I think it's clear that we seem to have a fascination with homunculi, or "little men". The term was first invented by the alchemist Paracelsus:
He once claimed that he had created a false human being that he referred to as the homunculus. The creature was to have stood no more than 12 inches tall, and did the work usually associated with a golem. However, after a short time, the homunculus turned on its creator and ran away. The recipe consisted of a bag of bones, semen, skin fragments and hair from any animal, of which the chimeric homunculus would be a hybrid. This was to be laid in the ground surrounded by horse manure for forty days, at which point the embryo would form. [wiki]

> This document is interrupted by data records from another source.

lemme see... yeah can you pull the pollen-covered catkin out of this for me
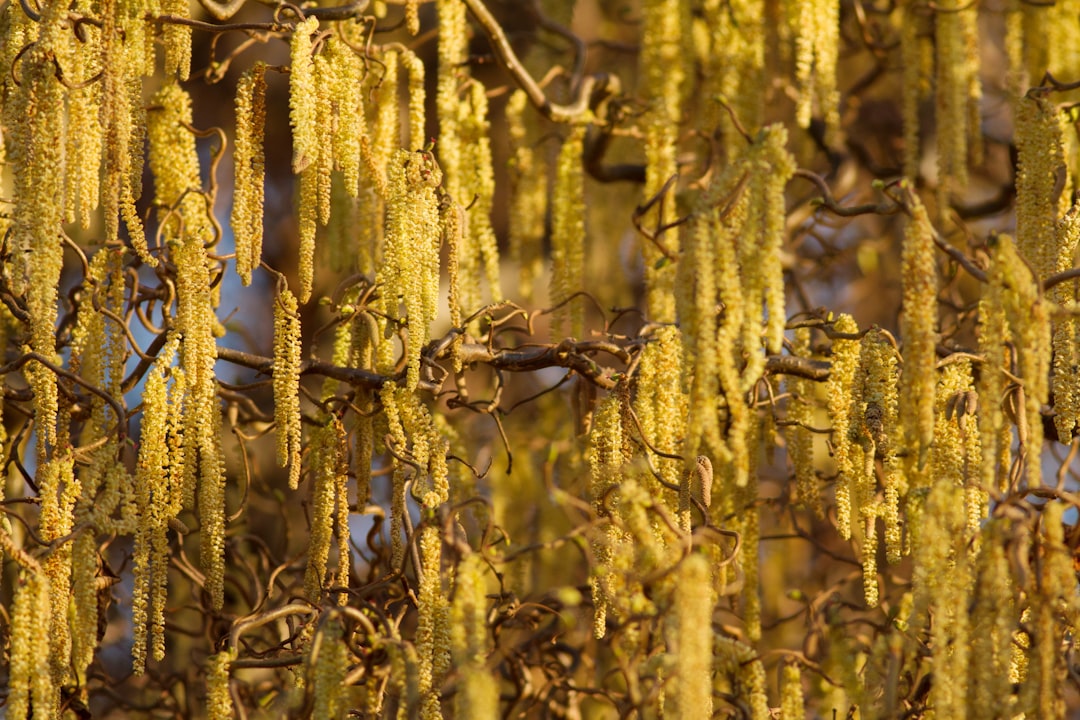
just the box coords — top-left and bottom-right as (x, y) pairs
(788, 328), (819, 514)
(452, 554), (497, 718)
(551, 126), (587, 339)
(289, 16), (319, 175)
(274, 285), (302, 489)
(640, 0), (685, 322)
(311, 616), (349, 720)
(670, 554), (713, 717)
(206, 649), (236, 720)
(232, 64), (267, 286)
(377, 150), (443, 390)
(1015, 92), (1065, 282)
(899, 188), (937, 469)
(6, 570), (53, 720)
(827, 314), (860, 539)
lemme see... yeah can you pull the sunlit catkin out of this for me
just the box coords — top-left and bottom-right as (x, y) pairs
(935, 0), (979, 202)
(10, 2), (66, 451)
(506, 90), (547, 301)
(311, 616), (348, 720)
(827, 314), (860, 539)
(6, 571), (53, 720)
(452, 554), (497, 718)
(587, 391), (631, 638)
(458, 81), (503, 309)
(634, 325), (687, 501)
(133, 333), (182, 673)
(715, 636), (770, 720)
(205, 649), (236, 720)
(274, 285), (303, 489)
(792, 0), (840, 139)
(788, 328), (819, 515)
(232, 64), (267, 286)
(670, 554), (713, 717)
(1052, 207), (1080, 442)
(1015, 92), (1065, 282)
(289, 16), (319, 175)
(149, 82), (228, 608)
(640, 0), (685, 322)
(551, 125), (587, 339)
(397, 47), (427, 156)
(305, 415), (350, 602)
(780, 663), (805, 719)
(966, 520), (1017, 716)
(899, 188), (937, 468)
(417, 525), (451, 720)
(899, 0), (931, 180)
(993, 235), (1050, 488)
(436, 0), (467, 202)
(378, 149), (443, 390)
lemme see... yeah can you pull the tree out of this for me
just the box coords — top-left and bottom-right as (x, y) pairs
(0, 0), (1079, 717)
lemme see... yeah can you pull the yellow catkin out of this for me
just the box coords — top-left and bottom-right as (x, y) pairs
(715, 636), (771, 720)
(206, 649), (236, 720)
(862, 506), (880, 607)
(162, 0), (191, 79)
(670, 554), (713, 717)
(640, 0), (685, 323)
(1015, 92), (1065, 283)
(792, 0), (840, 139)
(828, 314), (860, 539)
(367, 49), (398, 200)
(912, 481), (970, 718)
(1052, 208), (1080, 442)
(436, 0), (467, 202)
(397, 47), (427, 155)
(899, 0), (931, 180)
(96, 0), (149, 263)
(676, 156), (742, 466)
(6, 571), (53, 720)
(780, 663), (805, 719)
(311, 616), (349, 720)
(935, 0), (979, 203)
(232, 64), (267, 286)
(899, 189), (937, 468)
(506, 90), (546, 301)
(452, 554), (497, 718)
(305, 415), (347, 601)
(289, 16), (320, 174)
(70, 530), (98, 683)
(995, 236), (1051, 488)
(314, 52), (334, 227)
(551, 125), (587, 339)
(933, 361), (984, 542)
(788, 328), (819, 515)
(67, 80), (104, 229)
(297, 166), (318, 304)
(966, 520), (1016, 716)
(149, 82), (228, 609)
(634, 326), (687, 505)
(10, 3), (67, 454)
(377, 149), (443, 390)
(701, 0), (765, 151)
(458, 81), (503, 310)
(274, 285), (303, 489)
(132, 333), (182, 673)
(745, 126), (796, 357)
(587, 391), (631, 638)
(39, 453), (79, 694)
(405, 0), (421, 34)
(327, 40), (364, 199)
(417, 526), (451, 720)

Goethe's Faust and Homunculus
The idea of the homunculus not only caught on in the alchemical world, where all kinds of recipes were made for how to create a false human (mostly involving semen and manure, among other things - although sometimes they did involve a mandrake root, said root believed to look like a person); but it became related to the notion - first pondered by the Greeks, and later embraced by Charles Darwin of all people - that miniscule body parts were exchanged during the act of sex, and were assembled in the womb. In a further step, "preformationism" took this belief and eliminated the assembly altogether, saying instead that a tiny, whole human (homunculus) was contained in either the sperm or the egg, and that it was only a matter of growing this homunculus to a finished size. Thus the belief that frightening the mother, or cursing the father prior to sex, would lead to malformations and so on. (True to form, we are now discovering that many birth defects can indeed be traced back to the mother's pregnancy. Aren't old wives' tales amazing?)
Drawing of Human Sperm, 1694, Niklaas Hartsoeker: what he imagined sperm would look like if they could be seen.
But somehow, despite the proliferation of other connections to the homunculus idea, we always seem to come back to that original concept, that of the created tiny person, or the person who will do your bidding. It strikes the fancy, for some reason; all the more because the begetting was so magical. It wouldn't be the same, somehow, if the thing we created simply looked like a real person; instead, it has to be from the darkness, and it has to look odd. Much like puppets. (And I always get the feeling, looking at these descriptions by these ancient nerds the alchemists, that they were also about getting around the natural process of making babies. And maybe about getting a servant for free. Just like catching the leprauchan, and forcing him to give you his gold, or house elves, or the modern interest in little household robots.)
I think one of the reasons Street of Crocodiles is so successful (aside from the wonderful thread mechanics that run through it, the dust, the glass, the...! the...!) is the way the main character, and the minor ones too, possess this kind of eery homunculus quality, as if they were born from some disturbing ritual. The dolls' head characters are lit from within, and wear gloves of wound thread. The main character is chipped and staring, is strangely full of pathos in his fleetness and his slight decrepitude. He is a puppet, but more than that: a creature not of the womb, a created thing, moving through his dusty world as if he can't understand what he's doing there.